Wading birds were spectacular. High counts included 14 American Bitterns (second highest state record), 397 Great Blue Herons, 1324 Great Egrets (all time state record high), 11 Little Blue Herons, 55 Cattle Egrets (third highest state record) 56 Green Herons (all time state high), 42 Black-crowned Night-Herons, 5 Yellow-crowned Night-Herons, 16 White Ibises (all time state high), 2 Glossy Ibises, and 1 White-faced Ibis. Indiana’s first confirmed Roseate Spoonbill showed up in early June and stayed for an amazing 97 days. In early December the property hosted the first ever winter season Plegadis Ibis in Indiana history. Raptor highlights were many and included a new property high count of 17 Bald Eagles.

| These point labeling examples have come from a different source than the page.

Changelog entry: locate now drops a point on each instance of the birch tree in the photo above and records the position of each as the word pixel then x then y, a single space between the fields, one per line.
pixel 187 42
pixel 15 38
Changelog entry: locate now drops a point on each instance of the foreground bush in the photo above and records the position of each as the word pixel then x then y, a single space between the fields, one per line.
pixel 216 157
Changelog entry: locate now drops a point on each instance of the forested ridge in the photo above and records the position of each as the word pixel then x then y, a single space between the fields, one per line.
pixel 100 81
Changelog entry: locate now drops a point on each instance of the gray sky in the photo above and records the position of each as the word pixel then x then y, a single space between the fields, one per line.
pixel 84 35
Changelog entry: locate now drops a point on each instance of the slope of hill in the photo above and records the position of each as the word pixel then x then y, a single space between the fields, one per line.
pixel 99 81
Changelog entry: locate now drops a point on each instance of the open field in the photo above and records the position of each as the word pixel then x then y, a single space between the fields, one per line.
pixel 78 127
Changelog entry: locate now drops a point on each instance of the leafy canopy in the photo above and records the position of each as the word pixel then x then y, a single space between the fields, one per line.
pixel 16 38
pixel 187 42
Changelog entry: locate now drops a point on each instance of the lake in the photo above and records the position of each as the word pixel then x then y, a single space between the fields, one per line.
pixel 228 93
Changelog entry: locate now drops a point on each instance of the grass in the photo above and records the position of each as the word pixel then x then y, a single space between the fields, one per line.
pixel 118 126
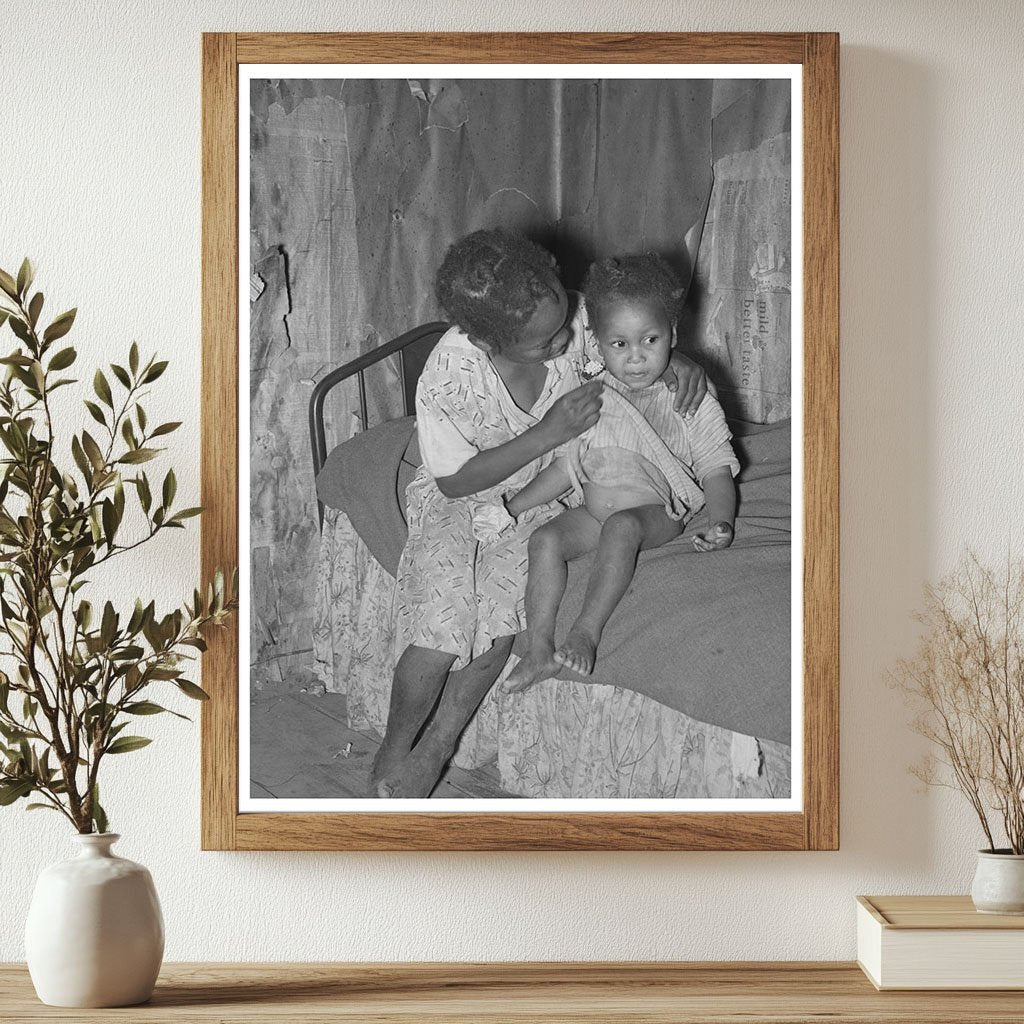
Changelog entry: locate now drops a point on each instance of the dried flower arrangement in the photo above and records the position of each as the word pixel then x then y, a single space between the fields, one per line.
pixel 968 681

All five species of Indiana rails once again visited the Goose Pond FWA wetlands. Single Yellow Rails were found on two occasions and single Black Rails on four occasions. King Rails probably had 7 known breeding pairs or territories on the property, with downy young or feathered juveniles observed for either 3 or 4 of the KIRA pairs. Virginia Rails were recorded in four different Units during the summer season. Soras were found at several places during summer. Sandhill Cranes recorded a high tally of 5500 in March. The high count of 9 Whooping Cranes in March represented more than 10% of the entire Eastern free flying population of this Federally Endangered species.

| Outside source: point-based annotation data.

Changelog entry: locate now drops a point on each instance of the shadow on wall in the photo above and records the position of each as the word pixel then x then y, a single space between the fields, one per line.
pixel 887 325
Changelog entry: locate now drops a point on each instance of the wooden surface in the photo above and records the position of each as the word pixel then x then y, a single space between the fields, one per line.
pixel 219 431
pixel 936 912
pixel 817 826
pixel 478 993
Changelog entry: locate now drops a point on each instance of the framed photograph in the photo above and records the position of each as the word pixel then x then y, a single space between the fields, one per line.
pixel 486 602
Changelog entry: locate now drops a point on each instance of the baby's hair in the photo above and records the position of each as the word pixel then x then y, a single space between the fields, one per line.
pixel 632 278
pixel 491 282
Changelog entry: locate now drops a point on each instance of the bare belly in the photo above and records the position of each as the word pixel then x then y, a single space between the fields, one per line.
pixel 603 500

The property recorded 27 species of shorebirds this year. The newly graded mudflat areas in Main Pool West helped to produce new all time Indiana state record high counts of 497 Greater Yellowlegs and 1300 Lesser Yellowlegs during April. Other shorebird high tallies of note included 33 Black-necked Stilts, 357 American Golden-Plovers, 6 Willets, 2 Marbled Godwits, 1 Ruddy Turnstone, 2 Western Sandpipers, Baird’s Sandpipers in both spring and fall, a new property high of 48 Stilt Sandpipers, 369 Wilson’s Snipe, and 1 Red-necked Phalarope.

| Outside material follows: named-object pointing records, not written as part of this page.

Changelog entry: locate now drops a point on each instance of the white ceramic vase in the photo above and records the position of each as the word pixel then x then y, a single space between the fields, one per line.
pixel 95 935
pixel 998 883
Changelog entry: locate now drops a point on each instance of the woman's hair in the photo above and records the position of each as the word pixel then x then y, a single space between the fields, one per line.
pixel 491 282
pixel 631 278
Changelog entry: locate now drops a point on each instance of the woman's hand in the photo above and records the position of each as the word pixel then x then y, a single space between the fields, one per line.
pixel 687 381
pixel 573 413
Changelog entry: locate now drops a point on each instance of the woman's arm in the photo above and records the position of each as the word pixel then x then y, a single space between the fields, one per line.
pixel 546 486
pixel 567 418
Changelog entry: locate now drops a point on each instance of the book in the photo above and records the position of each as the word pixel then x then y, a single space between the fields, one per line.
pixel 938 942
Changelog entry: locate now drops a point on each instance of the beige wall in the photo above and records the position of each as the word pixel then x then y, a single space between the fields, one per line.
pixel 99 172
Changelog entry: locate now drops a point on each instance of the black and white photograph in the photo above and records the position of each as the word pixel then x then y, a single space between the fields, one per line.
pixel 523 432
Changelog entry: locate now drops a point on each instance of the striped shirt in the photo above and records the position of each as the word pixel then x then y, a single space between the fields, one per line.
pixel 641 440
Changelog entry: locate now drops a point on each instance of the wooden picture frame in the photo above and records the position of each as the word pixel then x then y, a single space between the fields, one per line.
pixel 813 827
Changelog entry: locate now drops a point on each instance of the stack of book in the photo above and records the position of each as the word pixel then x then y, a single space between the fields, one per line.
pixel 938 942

The wetland restoration project includes a nesting island for Federally Endangered interior Least Terns. The 3 Least Terns that showed up during mid June and stayed for a week were thus a noteworthy development. Black Tern registered a new property high of 42 in May; up to 5 adult Black Terns were present in June and July but no evidence of breeding activity was found. Migrating Common Terns produced a new property high of 107 in May.

Land birds had some gratifying results. The property’s first Loggerhead Shrike made an appearance in March. Sassafras Audubon Society conducted a grassland rapid survey on June 13th. Multiple parties walking transects tallied a very impressive 192 Henslow’s Sparrows. Fire managed grasslands like those at GPFWA may offer some of the best hope for this rapidly declining sparrow species. Bobolinks fared well with a one day high of 138 in fall.

The fourth annual Goose Pond Christmas Bird Count took place on December 16, 2009 and recorded our all time high count of 107 species. We had the highest species count among all Indiana CBCs for the third year in a row.

The restoration project has been a resounding success. 2009 was the best year so far for bird numbers and diversity on the Goose Pond FWA property.